Autor, narrador

Por Jean Pierre Chauvin, professor da Escola de Comunicações e Artes (ECA) da USP

 01/09/2023 - Publicado há 8 meses

A palavra cão não morde
João Adolfo Hansen

Convido-lhes a fazer um experimento. Assistam a qualquer programa veiculado na internet sobre letras de música. Na maioria dos casos, os produtores de conteúdo se esforçarão ao máximo para “provar” que determinados versos da composição seriam modos de o artista confessar suas dores, manifestar seus vícios ou protestar contra aqueles que o fizeram sofrer. Por incrível que pareça, esse modo de interpretar textos como decalque biográfico remonta ao século XIX, período em que foi inventada a moderna crítica literária.

Após questionarem os sistemas que preceituavam os modos como escrever em prosa e verso – vigentes entre a Antiguidade greco-latina e o final do século XVIII –, os especialistas (seres entendidos em saberes particulares) criaram ou derivaram novas áreas de conhecimento, atrelando a elas disciplinas que anunciavam um novo paradigma nas artes. A partir do Romantismo, passou-se a defender o fim das regras de composição; a derrubada de modelos; a relativa superação das artes retórica e poética; a ênfase na suposta originalidade do artista em geral e do escritor em particular.

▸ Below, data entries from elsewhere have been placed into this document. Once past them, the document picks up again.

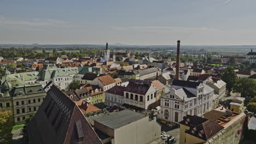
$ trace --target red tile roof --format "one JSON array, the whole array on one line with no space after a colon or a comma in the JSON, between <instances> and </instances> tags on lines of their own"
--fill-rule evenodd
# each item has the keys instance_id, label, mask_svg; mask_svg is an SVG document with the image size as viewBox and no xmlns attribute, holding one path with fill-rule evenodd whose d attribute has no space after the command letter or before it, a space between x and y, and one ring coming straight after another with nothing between
<instances>
[{"instance_id":1,"label":"red tile roof","mask_svg":"<svg viewBox=\"0 0 256 144\"><path fill-rule=\"evenodd\" d=\"M75 103L80 108L83 113L101 110L101 109L92 104L90 104L85 100L81 100L75 101Z\"/></svg>"},{"instance_id":2,"label":"red tile roof","mask_svg":"<svg viewBox=\"0 0 256 144\"><path fill-rule=\"evenodd\" d=\"M165 88L165 85L161 83L158 80L154 80L151 82L152 85L157 89L160 89Z\"/></svg>"}]
</instances>

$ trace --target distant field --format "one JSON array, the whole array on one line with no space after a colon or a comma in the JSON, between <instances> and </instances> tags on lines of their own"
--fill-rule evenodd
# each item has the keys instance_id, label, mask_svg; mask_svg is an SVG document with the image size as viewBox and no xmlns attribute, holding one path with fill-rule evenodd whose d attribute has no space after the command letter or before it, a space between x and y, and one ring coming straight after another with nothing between
<instances>
[{"instance_id":1,"label":"distant field","mask_svg":"<svg viewBox=\"0 0 256 144\"><path fill-rule=\"evenodd\" d=\"M249 49L208 49L207 51L208 52L217 52L222 56L245 56L249 52Z\"/></svg>"},{"instance_id":2,"label":"distant field","mask_svg":"<svg viewBox=\"0 0 256 144\"><path fill-rule=\"evenodd\" d=\"M33 50L34 52L43 52L43 50ZM79 52L79 50L65 50L65 51L57 51L58 52L65 51L66 52ZM53 50L45 50L45 52L53 52Z\"/></svg>"}]
</instances>

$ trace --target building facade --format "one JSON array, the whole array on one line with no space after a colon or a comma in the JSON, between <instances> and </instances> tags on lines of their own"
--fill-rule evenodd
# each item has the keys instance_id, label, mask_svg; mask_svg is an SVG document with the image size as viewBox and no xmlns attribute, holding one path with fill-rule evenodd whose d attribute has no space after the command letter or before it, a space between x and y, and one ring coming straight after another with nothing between
<instances>
[{"instance_id":1,"label":"building facade","mask_svg":"<svg viewBox=\"0 0 256 144\"><path fill-rule=\"evenodd\" d=\"M178 123L187 115L202 116L212 110L213 89L201 82L173 80L161 97L159 118Z\"/></svg>"}]
</instances>

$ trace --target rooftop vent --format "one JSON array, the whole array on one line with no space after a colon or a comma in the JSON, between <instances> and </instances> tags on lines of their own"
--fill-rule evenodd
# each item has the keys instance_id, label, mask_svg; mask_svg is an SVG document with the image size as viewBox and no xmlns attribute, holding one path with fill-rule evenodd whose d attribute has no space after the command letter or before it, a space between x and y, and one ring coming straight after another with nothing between
<instances>
[{"instance_id":1,"label":"rooftop vent","mask_svg":"<svg viewBox=\"0 0 256 144\"><path fill-rule=\"evenodd\" d=\"M78 136L78 141L84 141L84 135L80 120L79 119L76 121L75 124L77 129L77 135Z\"/></svg>"}]
</instances>

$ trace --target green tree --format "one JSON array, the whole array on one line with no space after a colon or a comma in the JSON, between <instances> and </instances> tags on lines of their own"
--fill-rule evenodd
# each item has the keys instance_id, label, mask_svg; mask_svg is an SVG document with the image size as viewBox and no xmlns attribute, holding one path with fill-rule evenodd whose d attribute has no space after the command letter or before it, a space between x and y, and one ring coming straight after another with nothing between
<instances>
[{"instance_id":1,"label":"green tree","mask_svg":"<svg viewBox=\"0 0 256 144\"><path fill-rule=\"evenodd\" d=\"M220 79L226 83L226 88L228 91L228 94L230 95L236 82L237 76L233 67L228 67Z\"/></svg>"},{"instance_id":2,"label":"green tree","mask_svg":"<svg viewBox=\"0 0 256 144\"><path fill-rule=\"evenodd\" d=\"M118 74L117 73L113 73L112 74L111 74L110 75L111 77L112 77L113 79L117 79L118 77Z\"/></svg>"},{"instance_id":3,"label":"green tree","mask_svg":"<svg viewBox=\"0 0 256 144\"><path fill-rule=\"evenodd\" d=\"M11 111L0 109L0 144L13 143L11 129L14 125Z\"/></svg>"},{"instance_id":4,"label":"green tree","mask_svg":"<svg viewBox=\"0 0 256 144\"><path fill-rule=\"evenodd\" d=\"M80 85L80 83L78 81L74 81L73 82L71 82L69 84L69 89L71 90L75 90L77 88L78 88L78 87Z\"/></svg>"},{"instance_id":5,"label":"green tree","mask_svg":"<svg viewBox=\"0 0 256 144\"><path fill-rule=\"evenodd\" d=\"M57 49L53 49L53 53L54 54L56 53L57 53Z\"/></svg>"},{"instance_id":6,"label":"green tree","mask_svg":"<svg viewBox=\"0 0 256 144\"><path fill-rule=\"evenodd\" d=\"M207 63L212 63L212 60L211 57L207 57L207 60L206 60Z\"/></svg>"},{"instance_id":7,"label":"green tree","mask_svg":"<svg viewBox=\"0 0 256 144\"><path fill-rule=\"evenodd\" d=\"M36 68L36 70L37 71L40 71L40 68L39 68L39 67L37 67Z\"/></svg>"},{"instance_id":8,"label":"green tree","mask_svg":"<svg viewBox=\"0 0 256 144\"><path fill-rule=\"evenodd\" d=\"M242 77L236 80L233 88L234 92L241 93L243 97L253 98L256 94L256 82L252 79Z\"/></svg>"},{"instance_id":9,"label":"green tree","mask_svg":"<svg viewBox=\"0 0 256 144\"><path fill-rule=\"evenodd\" d=\"M251 65L251 68L252 69L256 69L256 63L253 63Z\"/></svg>"}]
</instances>

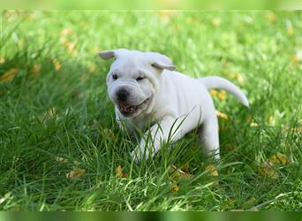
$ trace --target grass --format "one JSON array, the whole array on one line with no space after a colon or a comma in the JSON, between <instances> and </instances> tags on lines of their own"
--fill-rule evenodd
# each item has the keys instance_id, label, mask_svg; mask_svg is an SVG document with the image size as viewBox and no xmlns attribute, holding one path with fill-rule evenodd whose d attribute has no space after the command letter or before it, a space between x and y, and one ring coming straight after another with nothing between
<instances>
[{"instance_id":1,"label":"grass","mask_svg":"<svg viewBox=\"0 0 302 221\"><path fill-rule=\"evenodd\" d=\"M1 210L301 210L300 11L6 11L1 21ZM212 91L228 117L218 176L194 132L132 161L106 95L110 62L97 56L117 48L243 88L250 110ZM268 164L277 153L283 163Z\"/></svg>"}]
</instances>

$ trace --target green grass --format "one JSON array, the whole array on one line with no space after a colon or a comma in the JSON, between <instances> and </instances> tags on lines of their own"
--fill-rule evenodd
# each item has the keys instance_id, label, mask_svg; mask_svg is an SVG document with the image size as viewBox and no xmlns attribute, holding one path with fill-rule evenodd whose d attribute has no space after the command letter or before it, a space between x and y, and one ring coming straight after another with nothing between
<instances>
[{"instance_id":1,"label":"green grass","mask_svg":"<svg viewBox=\"0 0 302 221\"><path fill-rule=\"evenodd\" d=\"M1 210L301 210L300 11L3 11L1 19ZM117 48L162 52L179 72L243 88L250 110L231 95L214 98L229 117L220 118L218 177L205 171L213 163L194 132L132 161L134 143L106 94L110 62L97 55ZM16 75L4 80L9 70ZM261 172L277 152L290 163ZM189 167L173 179L177 192L172 165ZM85 174L67 179L76 168Z\"/></svg>"}]
</instances>

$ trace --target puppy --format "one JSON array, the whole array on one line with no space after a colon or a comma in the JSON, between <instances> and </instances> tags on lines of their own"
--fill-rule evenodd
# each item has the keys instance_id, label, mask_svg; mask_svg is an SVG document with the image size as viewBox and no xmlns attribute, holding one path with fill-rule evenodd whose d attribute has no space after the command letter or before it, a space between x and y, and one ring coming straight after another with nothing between
<instances>
[{"instance_id":1,"label":"puppy","mask_svg":"<svg viewBox=\"0 0 302 221\"><path fill-rule=\"evenodd\" d=\"M118 49L99 56L104 60L115 58L106 81L119 126L125 123L131 132L146 131L151 126L132 153L136 161L155 154L162 141L176 141L196 127L205 154L219 160L218 122L208 90L224 89L249 107L237 86L221 77L184 75L160 53ZM148 134L151 139L146 143Z\"/></svg>"}]
</instances>

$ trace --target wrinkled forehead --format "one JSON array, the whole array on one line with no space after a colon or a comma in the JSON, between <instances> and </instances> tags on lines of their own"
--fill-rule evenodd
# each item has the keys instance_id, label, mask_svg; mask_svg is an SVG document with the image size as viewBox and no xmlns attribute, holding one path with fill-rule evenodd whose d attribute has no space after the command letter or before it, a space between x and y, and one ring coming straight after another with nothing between
<instances>
[{"instance_id":1,"label":"wrinkled forehead","mask_svg":"<svg viewBox=\"0 0 302 221\"><path fill-rule=\"evenodd\" d=\"M117 58L110 66L110 71L121 74L131 74L149 65L146 56L142 53L129 53Z\"/></svg>"}]
</instances>

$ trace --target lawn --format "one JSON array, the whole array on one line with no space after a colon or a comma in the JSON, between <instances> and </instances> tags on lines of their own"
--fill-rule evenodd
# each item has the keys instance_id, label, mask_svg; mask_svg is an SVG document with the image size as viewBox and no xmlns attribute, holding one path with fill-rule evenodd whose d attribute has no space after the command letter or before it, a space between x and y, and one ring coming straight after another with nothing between
<instances>
[{"instance_id":1,"label":"lawn","mask_svg":"<svg viewBox=\"0 0 302 221\"><path fill-rule=\"evenodd\" d=\"M1 210L301 210L301 11L1 12ZM222 159L196 132L136 164L105 77L117 48L162 52L213 90Z\"/></svg>"}]
</instances>

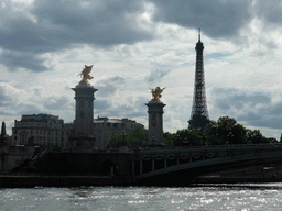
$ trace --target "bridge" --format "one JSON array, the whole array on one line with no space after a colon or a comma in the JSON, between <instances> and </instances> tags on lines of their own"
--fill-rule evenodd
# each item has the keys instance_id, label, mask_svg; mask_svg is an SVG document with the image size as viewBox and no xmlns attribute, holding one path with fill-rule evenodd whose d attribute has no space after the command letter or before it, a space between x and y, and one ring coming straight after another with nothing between
<instances>
[{"instance_id":1,"label":"bridge","mask_svg":"<svg viewBox=\"0 0 282 211\"><path fill-rule=\"evenodd\" d=\"M224 169L282 164L282 144L152 148L135 152L132 175L141 185L181 185Z\"/></svg>"},{"instance_id":2,"label":"bridge","mask_svg":"<svg viewBox=\"0 0 282 211\"><path fill-rule=\"evenodd\" d=\"M46 179L48 185L52 185L50 179L53 185L62 185L58 176L63 176L64 179L75 177L79 186L189 186L195 178L206 174L272 165L282 165L282 144L138 149L123 147L94 153L48 151L32 159L28 166L39 175L52 175L52 178ZM85 179L86 176L89 178Z\"/></svg>"}]
</instances>

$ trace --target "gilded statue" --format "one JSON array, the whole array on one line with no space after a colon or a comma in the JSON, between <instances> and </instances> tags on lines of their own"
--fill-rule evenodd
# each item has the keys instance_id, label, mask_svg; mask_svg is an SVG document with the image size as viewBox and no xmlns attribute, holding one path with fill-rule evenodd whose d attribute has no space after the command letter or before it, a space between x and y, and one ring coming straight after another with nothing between
<instances>
[{"instance_id":1,"label":"gilded statue","mask_svg":"<svg viewBox=\"0 0 282 211\"><path fill-rule=\"evenodd\" d=\"M83 78L79 85L90 85L88 80L93 79L93 77L89 75L91 70L93 70L93 65L89 65L89 66L85 65L82 73L77 75Z\"/></svg>"},{"instance_id":2,"label":"gilded statue","mask_svg":"<svg viewBox=\"0 0 282 211\"><path fill-rule=\"evenodd\" d=\"M163 92L163 90L165 89L166 87L164 87L164 88L160 88L160 87L156 87L155 89L151 89L150 87L149 87L149 89L151 90L151 93L152 93L152 99L151 99L151 101L161 101L160 100L160 98L162 97L162 92Z\"/></svg>"}]
</instances>

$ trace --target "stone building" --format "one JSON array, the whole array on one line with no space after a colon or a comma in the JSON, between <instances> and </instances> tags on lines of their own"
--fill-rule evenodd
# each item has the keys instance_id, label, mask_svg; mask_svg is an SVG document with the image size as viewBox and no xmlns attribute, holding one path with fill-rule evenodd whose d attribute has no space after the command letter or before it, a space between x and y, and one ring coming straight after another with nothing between
<instances>
[{"instance_id":1,"label":"stone building","mask_svg":"<svg viewBox=\"0 0 282 211\"><path fill-rule=\"evenodd\" d=\"M143 124L129 119L94 119L94 136L96 138L96 148L106 148L111 136L129 133L135 127L144 129Z\"/></svg>"},{"instance_id":2,"label":"stone building","mask_svg":"<svg viewBox=\"0 0 282 211\"><path fill-rule=\"evenodd\" d=\"M51 114L22 115L21 121L14 120L12 127L13 145L47 145L67 147L72 125Z\"/></svg>"},{"instance_id":3,"label":"stone building","mask_svg":"<svg viewBox=\"0 0 282 211\"><path fill-rule=\"evenodd\" d=\"M115 134L129 133L135 127L144 129L144 125L129 119L94 119L95 148L105 148L108 140ZM13 145L46 145L58 146L67 149L70 147L69 137L74 135L74 124L64 123L57 115L31 114L22 115L14 121L12 127Z\"/></svg>"}]
</instances>

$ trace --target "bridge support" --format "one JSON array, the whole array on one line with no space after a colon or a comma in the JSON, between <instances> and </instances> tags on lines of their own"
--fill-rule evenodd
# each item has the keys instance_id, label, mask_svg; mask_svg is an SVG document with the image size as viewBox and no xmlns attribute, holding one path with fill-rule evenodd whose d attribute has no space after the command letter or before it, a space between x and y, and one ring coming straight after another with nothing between
<instances>
[{"instance_id":1,"label":"bridge support","mask_svg":"<svg viewBox=\"0 0 282 211\"><path fill-rule=\"evenodd\" d=\"M164 146L163 143L163 108L161 101L150 101L145 104L149 113L148 140L143 143L147 146Z\"/></svg>"}]
</instances>

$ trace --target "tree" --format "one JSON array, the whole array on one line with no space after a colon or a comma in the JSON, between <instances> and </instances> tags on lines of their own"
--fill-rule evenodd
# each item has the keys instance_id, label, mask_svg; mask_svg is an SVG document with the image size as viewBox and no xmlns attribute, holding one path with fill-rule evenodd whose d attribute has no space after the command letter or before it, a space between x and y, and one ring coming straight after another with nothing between
<instances>
[{"instance_id":1,"label":"tree","mask_svg":"<svg viewBox=\"0 0 282 211\"><path fill-rule=\"evenodd\" d=\"M209 141L216 142L218 144L245 144L247 130L237 121L229 116L220 116L217 122L210 121L207 134L209 135ZM210 143L215 144L215 143Z\"/></svg>"},{"instance_id":2,"label":"tree","mask_svg":"<svg viewBox=\"0 0 282 211\"><path fill-rule=\"evenodd\" d=\"M124 137L122 134L113 135L109 138L109 145L112 148L119 148L120 146L127 146L134 148L142 144L144 137L147 135L147 131L141 127L133 129L130 133L124 134ZM124 142L123 142L124 138Z\"/></svg>"},{"instance_id":3,"label":"tree","mask_svg":"<svg viewBox=\"0 0 282 211\"><path fill-rule=\"evenodd\" d=\"M247 140L251 144L270 143L271 140L264 137L260 130L247 130Z\"/></svg>"}]
</instances>

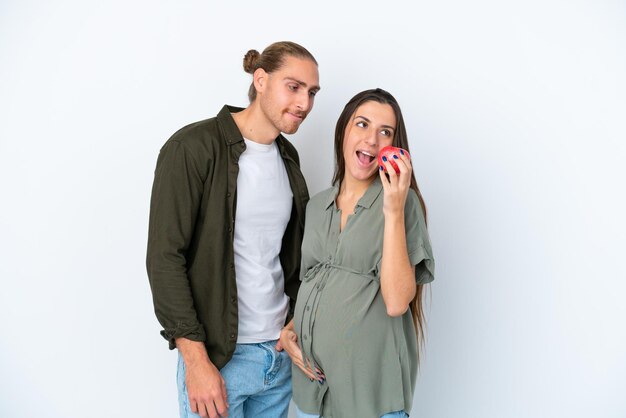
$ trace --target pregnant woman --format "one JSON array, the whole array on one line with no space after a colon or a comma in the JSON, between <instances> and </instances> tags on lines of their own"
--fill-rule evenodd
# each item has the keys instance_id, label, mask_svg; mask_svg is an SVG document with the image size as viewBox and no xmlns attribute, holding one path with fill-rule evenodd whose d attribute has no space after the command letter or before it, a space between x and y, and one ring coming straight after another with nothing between
<instances>
[{"instance_id":1,"label":"pregnant woman","mask_svg":"<svg viewBox=\"0 0 626 418\"><path fill-rule=\"evenodd\" d=\"M434 260L391 94L367 90L347 103L335 158L333 187L307 206L302 284L279 343L293 360L293 399L301 418L406 417Z\"/></svg>"}]
</instances>

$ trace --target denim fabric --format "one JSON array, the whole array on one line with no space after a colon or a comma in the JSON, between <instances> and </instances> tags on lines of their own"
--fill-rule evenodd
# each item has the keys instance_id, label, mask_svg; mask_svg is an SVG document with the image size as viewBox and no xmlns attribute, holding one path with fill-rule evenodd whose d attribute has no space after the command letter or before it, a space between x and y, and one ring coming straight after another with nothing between
<instances>
[{"instance_id":1,"label":"denim fabric","mask_svg":"<svg viewBox=\"0 0 626 418\"><path fill-rule=\"evenodd\" d=\"M237 344L233 358L220 370L226 382L229 418L287 418L291 399L291 359L276 351L276 341ZM181 418L191 412L185 362L178 353L178 403Z\"/></svg>"},{"instance_id":2,"label":"denim fabric","mask_svg":"<svg viewBox=\"0 0 626 418\"><path fill-rule=\"evenodd\" d=\"M305 412L300 411L297 405L296 405L296 416L297 418L320 418L319 415L307 414ZM407 418L408 416L409 415L404 411L396 411L396 412L390 412L388 414L385 414L380 418Z\"/></svg>"}]
</instances>

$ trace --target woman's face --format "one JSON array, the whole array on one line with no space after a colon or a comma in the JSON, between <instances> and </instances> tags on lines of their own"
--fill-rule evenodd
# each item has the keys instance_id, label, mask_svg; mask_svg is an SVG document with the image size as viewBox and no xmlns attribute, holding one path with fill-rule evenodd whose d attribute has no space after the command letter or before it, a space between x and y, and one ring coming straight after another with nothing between
<instances>
[{"instance_id":1,"label":"woman's face","mask_svg":"<svg viewBox=\"0 0 626 418\"><path fill-rule=\"evenodd\" d=\"M344 133L344 181L371 182L379 170L378 150L392 144L395 132L396 115L390 105L368 101L359 106Z\"/></svg>"}]
</instances>

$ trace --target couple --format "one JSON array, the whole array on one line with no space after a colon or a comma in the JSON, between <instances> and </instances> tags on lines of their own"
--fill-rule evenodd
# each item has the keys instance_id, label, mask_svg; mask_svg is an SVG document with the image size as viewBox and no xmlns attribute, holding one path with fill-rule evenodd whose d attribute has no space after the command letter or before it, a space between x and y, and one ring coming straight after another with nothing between
<instances>
[{"instance_id":1,"label":"couple","mask_svg":"<svg viewBox=\"0 0 626 418\"><path fill-rule=\"evenodd\" d=\"M309 201L281 132L311 111L317 62L277 42L244 70L250 105L176 132L155 170L147 268L180 416L286 417L293 385L299 417L406 417L434 261L408 153L377 163L408 150L398 103L347 103L333 187Z\"/></svg>"}]
</instances>

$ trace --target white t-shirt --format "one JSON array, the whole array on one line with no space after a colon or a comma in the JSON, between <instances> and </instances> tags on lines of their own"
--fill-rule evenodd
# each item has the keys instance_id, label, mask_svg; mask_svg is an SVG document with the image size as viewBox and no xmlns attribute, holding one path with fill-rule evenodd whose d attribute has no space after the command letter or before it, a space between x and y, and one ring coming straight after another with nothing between
<instances>
[{"instance_id":1,"label":"white t-shirt","mask_svg":"<svg viewBox=\"0 0 626 418\"><path fill-rule=\"evenodd\" d=\"M289 310L279 253L291 217L293 194L276 143L244 141L246 150L239 157L234 240L237 343L257 343L280 336Z\"/></svg>"}]
</instances>

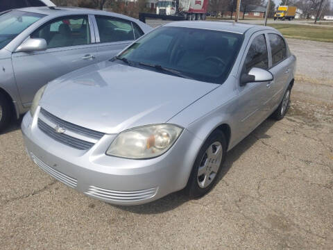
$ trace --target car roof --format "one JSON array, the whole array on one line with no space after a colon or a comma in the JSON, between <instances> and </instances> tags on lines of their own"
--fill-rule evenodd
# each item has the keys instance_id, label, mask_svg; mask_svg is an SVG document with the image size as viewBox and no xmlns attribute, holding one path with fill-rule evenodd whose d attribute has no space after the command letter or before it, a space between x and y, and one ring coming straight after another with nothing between
<instances>
[{"instance_id":1,"label":"car roof","mask_svg":"<svg viewBox=\"0 0 333 250\"><path fill-rule=\"evenodd\" d=\"M42 7L27 7L22 8L19 9L16 9L15 10L26 11L30 12L42 14L49 16L50 17L58 17L62 15L111 15L115 17L119 18L126 18L128 19L133 19L133 18L128 16L124 16L123 15L117 14L114 12L94 10L85 8L78 8L78 7L50 7L50 6L42 6Z\"/></svg>"},{"instance_id":2,"label":"car roof","mask_svg":"<svg viewBox=\"0 0 333 250\"><path fill-rule=\"evenodd\" d=\"M244 34L250 29L251 29L251 31L253 32L261 30L275 30L273 28L262 25L223 21L181 21L170 22L164 26L209 29L219 31L232 32L239 34Z\"/></svg>"}]
</instances>

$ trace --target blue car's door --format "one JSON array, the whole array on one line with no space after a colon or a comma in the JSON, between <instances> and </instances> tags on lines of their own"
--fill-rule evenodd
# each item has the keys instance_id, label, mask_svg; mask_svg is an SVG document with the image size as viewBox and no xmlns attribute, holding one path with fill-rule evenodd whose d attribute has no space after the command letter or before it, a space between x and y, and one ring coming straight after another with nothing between
<instances>
[{"instance_id":1,"label":"blue car's door","mask_svg":"<svg viewBox=\"0 0 333 250\"><path fill-rule=\"evenodd\" d=\"M46 40L45 51L15 52L14 72L24 106L28 106L44 85L63 74L97 61L97 44L88 15L63 16L53 19L31 34Z\"/></svg>"}]
</instances>

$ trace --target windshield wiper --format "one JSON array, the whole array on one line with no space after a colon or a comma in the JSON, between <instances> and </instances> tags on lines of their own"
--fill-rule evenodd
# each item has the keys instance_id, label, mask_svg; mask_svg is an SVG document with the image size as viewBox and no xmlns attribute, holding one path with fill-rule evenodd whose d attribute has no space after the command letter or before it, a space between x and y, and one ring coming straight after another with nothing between
<instances>
[{"instance_id":1,"label":"windshield wiper","mask_svg":"<svg viewBox=\"0 0 333 250\"><path fill-rule=\"evenodd\" d=\"M139 65L143 65L143 66L151 67L155 68L156 69L158 69L158 70L160 70L160 71L164 71L164 72L169 72L169 73L171 73L171 74L174 74L177 76L182 77L182 78L185 78L193 79L192 78L191 78L189 76L187 76L185 75L184 74L177 71L177 70L166 68L166 67L162 67L161 65L154 65L154 64L150 64L150 63L146 63L146 62L139 62Z\"/></svg>"},{"instance_id":2,"label":"windshield wiper","mask_svg":"<svg viewBox=\"0 0 333 250\"><path fill-rule=\"evenodd\" d=\"M122 60L123 62L128 64L128 65L130 65L130 62L128 61L128 60L127 60L127 58L121 58L121 57L119 57L117 56L114 56L114 58L116 58L117 60Z\"/></svg>"}]
</instances>

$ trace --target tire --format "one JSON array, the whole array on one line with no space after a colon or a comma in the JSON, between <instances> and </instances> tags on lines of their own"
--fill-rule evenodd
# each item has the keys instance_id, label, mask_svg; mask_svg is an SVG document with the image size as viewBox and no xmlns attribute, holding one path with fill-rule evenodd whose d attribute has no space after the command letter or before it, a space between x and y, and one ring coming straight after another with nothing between
<instances>
[{"instance_id":1,"label":"tire","mask_svg":"<svg viewBox=\"0 0 333 250\"><path fill-rule=\"evenodd\" d=\"M214 131L198 153L185 190L187 195L198 198L213 188L222 169L226 151L227 141L224 133L220 131Z\"/></svg>"},{"instance_id":2,"label":"tire","mask_svg":"<svg viewBox=\"0 0 333 250\"><path fill-rule=\"evenodd\" d=\"M10 103L6 97L0 93L0 133L6 128L11 117Z\"/></svg>"},{"instance_id":3,"label":"tire","mask_svg":"<svg viewBox=\"0 0 333 250\"><path fill-rule=\"evenodd\" d=\"M289 87L284 92L282 100L281 101L279 106L278 107L276 110L274 111L274 112L272 114L272 118L276 119L277 121L280 121L280 119L283 119L283 117L284 117L284 115L286 115L287 111L288 111L288 108L289 108L291 93L291 87L289 85Z\"/></svg>"}]
</instances>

Com o advento do Romantismo, floresceram duas correntes críticas que mantinham alguns pontos de contato entre si: o biografismo e o impressionismo. Ora as obras literárias “explicavam” pontos obscuros relativos à “existência” do escritor de carne e osso; ora permitiam avaliar a arte de escrever como projeção dos efeitos (ou impressões) provocados(as) pelo autor e sua obra no leitor.

Essas maneiras de ler ora se distanciaram, ora se combinaram, ao longo das décadas, de maneira que tanto os escritores quanto os críticos românticos começaram a discorrer em nome da sinceridade autoral e dos sentimentos nutridos pelo poeta ou romancista, supostamente revelados em sua ficção (ou desvelados por ela). Ora, levou muito tempo para que esses pressupostos e métodos fossem revisados.

Isto não é um cachimbo (1973), de Michel Foucault, e Câmara clara (1980), de Roland Barthes, podem ser consideradas obras decisivas para que se retomasse a ideia de representação. Seja ao observarmos uma gravura emoldurada, seja ao analisar uma fotografia, o que está em jogo não é a busca pela verdade essencial do pintor ou do fotógrafo; mas o modo como ele representou/registrou pessoas, objetos, figuras geométricas, formas abstratas etc.

Analogamente, quando o autor publica uma crônica em jornal ou em livro, o enunciador daquele texto não se confunde necessariamente com a pessoa empírica do escritor. Por ser um aparato simbólico, a oscilar entre a denotação e a conotação, o texto porta a voz do escritor; contudo, isso não significa que o Eu subjacente à crônica seja expressão natural (ou seja, sem artifícios) e sincera do autor. Ainda quando se trata de um relato pessoal, o Eu que comparece ao texto representa pensamentos e ações do autor, sem se confundir compulsoriamente com ele.

Isso explica por que Tomás Antônio Gonzaga não é Dirceu; por que Machado de Assis não pode ser equiparado ao narrador-personagem Brás Cubas; por que Chico Buarque não se confunde com as personagens femininas que povoam suas letras; por que Rita Lee não se resumia à condição de “ovelha negra da família” etc. Letras de música e poemas não expressam obrigatoriamente o ser-e-estar do letrista ou poeta no mundo. Se assim fosse, todo cantor agiria, em seu cotidiano, de modo fiel e coerente às juras de amor expressas em suas canções.

Em lugar de “descobrir” lances biográficos em letras de música, poemas, contos ou romances, atentemos para a dicção do narrador. Observemos como as personagens podem ser similares ou contrastantes. Notemos como a persona inventada pelo poeta ou romancista se exprime em variados gêneros – seja como um Nós (nas epopeias), como um Tu (nas tragédias, diálogos ou cartas), como um Eu (nos versos que simbolizam as dúvidas e dores de uma voz que se queixa do que sente). Investiguemos se a paisagem retrata uma ideia fixa do autor que inventou a trama, ou se ela constitui um ingrediente que ilustra as ações adotadas pelas personagens que participam da cena.

Reduzir a interpretação do texto literário ao biografismo pode condicionar a qualidade da ficção ao maior ou menor grau de verdade comunicada pelo narrador ou personagem. Narrador e personagem participam das instâncias narrativas, ou seja, das múltiplas camadas do texto, seja um poema, seja uma letra de música.